(Reuters) -Financial markets have got off to a volatile start to the week, after Hamas militants launched an assault on Israel at the weekend, triggering violent conflict that left hundreds dead.
A bond market rout last week and currency gyrations already had financial markets on edge ahead of U.S. inflation numbers and the start of earnings season.
There’s plenty to chew over for policymakers meeting at the World Bank/International Monetary Fund annual meeting, while Britain’s opposition Labour party – vying for government – will set out its stall ahead of next year’s election.
Here’s your week ahead in markets from Kevin Buckland in Tokyo, Lewis Krauskopf in New York, Rachel Savage in Johannesburg, and Naomi Rovnick and Dhara Ranasinghe in London.
1/ A JAPANESE INTRIGUE
When all were bowing before king dollar in days gone by, the yen suddenly had other ideas. Following a grind to a new one-year peak above 150 yen on Tuesday, the bottom fell out, and a minute or so later the dollar was bouncing off 147.
Markets whispered about possible intervention, although many had doubts and the dollar recovered quickly, lacking the shock-and-awe of Japan’s move a year ago. Central bank data strongly hints of no official action that day.
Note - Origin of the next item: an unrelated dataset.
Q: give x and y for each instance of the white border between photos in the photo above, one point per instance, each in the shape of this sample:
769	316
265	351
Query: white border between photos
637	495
But the spectre of intervention will likely keep tugging at dollar spikes, maybe all the way until the next central bank decision on Halloween.
Meanwhile, the euro is facing its own ghosts, with resurgent oil prices hurting a deteriorating economy and renewed concerns about Italy’s fiscal position raising the risk of a move back towards the psychologically key $1 marker.
2/ HOT, COLD, OR JUST RIGHT?
With benchmark Treasury yields around 16-year peaks, stakes are high for Thursday’s monthly U.S. consumer price index report as investors gauge whether the Fed is likely to hike rates again to ensure inflation keeps cooling.
August data showed the fastest inflation increase in 14 months as the cost of gasoline surged, though the annual rise in underlying inflation was the smallest in nearly two years. With oil prices around $90 a barrel, energy prices are also in focus.
A hot report could spur worries that the Fed’s rate posture may grow even more hawkish after its ‘higher for longer’ mantra in September spooked markets. The Fed is broadly expected to hold rates steady at its Oct 31-Nov. 1 meeting, although some traders are betting on another increase.
3/ BETWEEN A YIELD AND A HARD PLACE
Reports from major banks kick off third-quarter earnings season for U.S. companies with equity investors eager for a catalysts to revive stocks in the face of surging bond yields.
JPMorgan, Citigroup and Wells Fargo will post results on Oct. 13 and give a first readout on the fallout from higher rates on issues from loan demand to consumer behaviour.
Other companies set to report include snacks and beverages giant PepsiCo on Tuesday, Delta Air Lines on Thursday and insurer UnitedHealth Group on Oct 13.
Overall, S&P 500 companies are expected to increase third-quarter earnings by 1.6% compared to the year-ago period, according to LSEG IBES, after earnings dipped 2.8% in the second quarter.
4/ LABOUR TAKES THE STAGE
The UK’s governing Conservative party conference was marred by Prime Minister Rishi Sunak’s controversial move to downsize plans for a long-awaited high speed railway.
Now it’s time for the opposition Labour Party – riding high in opinion polls and having just clinched a clear by-election victory – to take the stage with business and markets looking out for what the potential next government might have to offer.
Asset managers are clamouring for Labour to listen to their ideas for reviving interest in the UK’s moribund stock market – and any sign of changing political winds may bring some respite to underperforming equities, analysts said.
Hopes for an economic bounce, however, will be tempered by the UK’s high government debt and Labour’s vow for prudent budgets with fiscal rules similar to the current government’s ones.
5/ MEETING IN MOROCCO
Finance officials and investors from around the globe are heading for the Morrocan city of Marrakech for the World Bank International Monetary Fund annual meetings. The gathering comes at a time when rocketing U.S. government bond yields that have led to a global jump in borrowing costs weigh on hopes that inflation can be lowered without triggering a major crisis.
Policy makers also face deepening global divides and calls from large emerging economies such as China to reform the Bretton Woods global financial architecture almost 80 years after it was established and make it more representative.
Amid these tensions, the IMF and World Bank are trying to boost their lending. Meanwhile, the Group of 20 leading economies’ flagship debt restructuring initiative, the Common Framework, will also be in focus as it continues to face intense criticism for delays and a lack of concrete outcomes.